Some very awesome screenshots, thanks so much for sharing. Though I can't help but wonder how many of those lovely young women in the third are vampires...
Getting back on the subject of things Dragon Age could learn from Wild Hunt, here's a few things worth considering for DA4. Apologies too if I've mentioned these previously, it's been a long month.

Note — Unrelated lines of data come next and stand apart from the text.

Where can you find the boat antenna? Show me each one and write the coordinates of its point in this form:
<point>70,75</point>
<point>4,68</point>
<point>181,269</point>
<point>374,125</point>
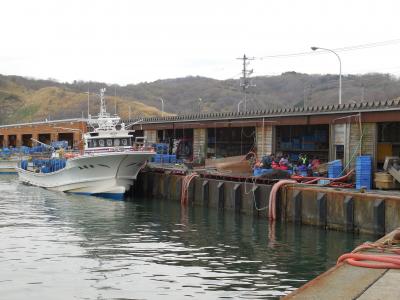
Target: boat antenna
<point>103,109</point>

- Leave moral questions open-ended and up to the player. One of the many great things about Wild Hunt was how it didn't really lecture the player on the right course of action to take, instead simply posing the question and leaving it up for them to decide. Inquisition, conversely, hammered home its themes and lessons with all the subtlety of a particularly obnoxious and intrusive anvil. "Blood magic is bad! The Dalish are a fundamentally flawed culture! The Wardens are out of control!" (and no, I'm not letting that go). Wild Hunt posed dilemmas, while Inquisition gave sermons. Is it any wonder the former's story is so much more engaging?

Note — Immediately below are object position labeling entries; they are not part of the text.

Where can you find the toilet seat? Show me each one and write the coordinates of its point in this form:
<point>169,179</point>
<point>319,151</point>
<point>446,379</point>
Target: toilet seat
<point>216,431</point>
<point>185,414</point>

- Bring in more and crazier monsters. Wild Hunt really set the bar for awesome creature designs, and while Inquisition had some good ones (the Envy Demon really comes to mind), there's nothing as memorable or creative as the Ladies of the Wood, or the Frog Prince, or leshens, or that vampire in Oxenfurt who loved the blood of drunks. Bioware needs to up their monster-game for the next installment, and if they could bring back old classics like Desire Demons, Abominations, Broodmothers and old-style Shrieks, so much the better. Let's have some monsters that are actually monstrous, you know?
- Maintain character consistency. This was a big problem Inquisition had; too often, it felt like the characters were acting not according to who they were as people or in line with prior portrayals, but whatever the plot required them to be. Teagan's the most obvious example of this, but there are others (Fiona, the Wardens again, Hawke, etc). It's very hard to care about people if their characterization's gonna turn on a dime the instant the writers either feel lazy or write themselves into a corner. (And seriously, enough with the Sudden Sequel Heel Syndrome already. You'd think Bioware would have learned after Anders). Conversely, it was much easier to connect to Geralt's friends and allies because they were written consistently; who they were and why they wanted did not change according to the whims of the plot.